MR. STEINBERG: Let me just do one more minute. Most of the discussion was about the Middle East peace process. They both, obviously, have a great interest in it and agreed that it was important to coordinate their efforts and to try to inject some momentum into the peace process. They talked about the joint efforts with Russia on trying to bring peace to Nagorno-Karabakh and the very positive degree of cooperation that the three chairs of the Minsk process now are developing now between Russia, France and the United States. Chirac noted the historical closeness that France had had with Armenia and the
opportunity to try to move forward on that now and what he saw as some new flexibility among the parties there which gave us an opportunity to go forward.
They had a brief conversation about moving forward on the Chernobyl agreement that was reached in Denver and trying to get -- complete the work on finally closing Chernobyl and moving forward with alternative sources of energy. They had a very brief discussion on the question of the European role in NATO and an agreement that they both would like to continue their discussions about France's further integration into the military command and I think that was about it.

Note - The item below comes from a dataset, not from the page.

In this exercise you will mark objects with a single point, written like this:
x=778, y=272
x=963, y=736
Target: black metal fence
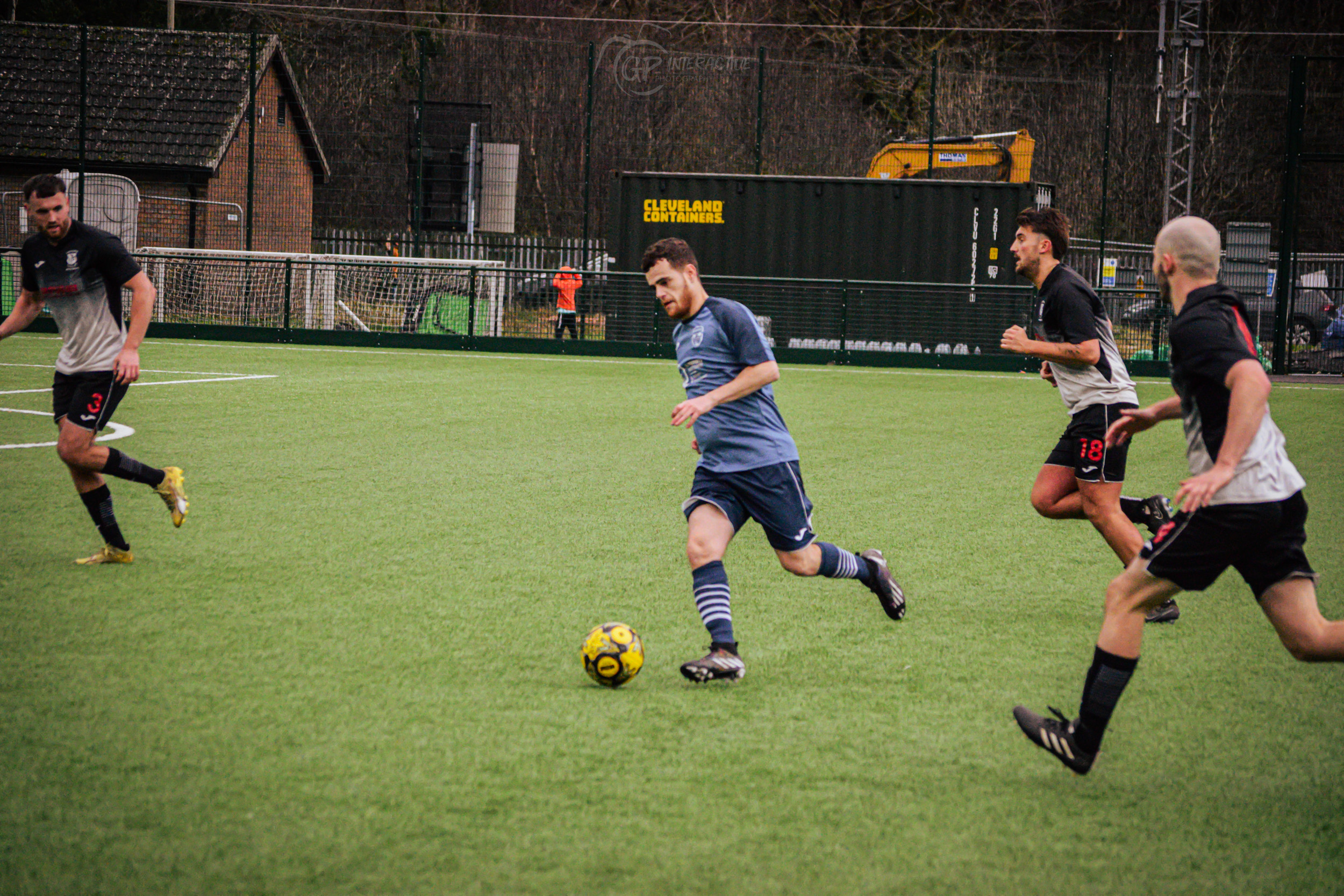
x=881, y=321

Q Did Chirac overrule his Foreign Minister on the communique?
MR. STEINBERG: No. The communique was -- the actual drafting session, as I think you heard, was largely done by the foreign ministers. That was brought to the heads. There were some minor adjustments -- and I mean genuinely minor adjustments -- that were made by the heads, but there was no significant difference, and I was in both rooms.
MR. MCCURRY: The foreign ministers actually got to do the work that is usually assigned to lesser staff, and some of them professed to have actually enjoyed having done so.
Q A question on the fundraising. Was the White House notified in 1996, as Thompson suggested, by the FBI of this China plan, and do you know what happened --
MR. MCCURRY: I don't have anything to add. We have thoroughly briefed both about that briefing in June of 1996 and said what we can say on the substance of that long ago. That's been thoroughly reviewed for all of you.
Q What did the President mean when he said they were so bad. Can you explain that?
MR. MCCURRY: It was a friendly and light-hearted comment.
Q What did he say?
MR. MCCURRY: Because they were probably mugging for the cameras. Okay.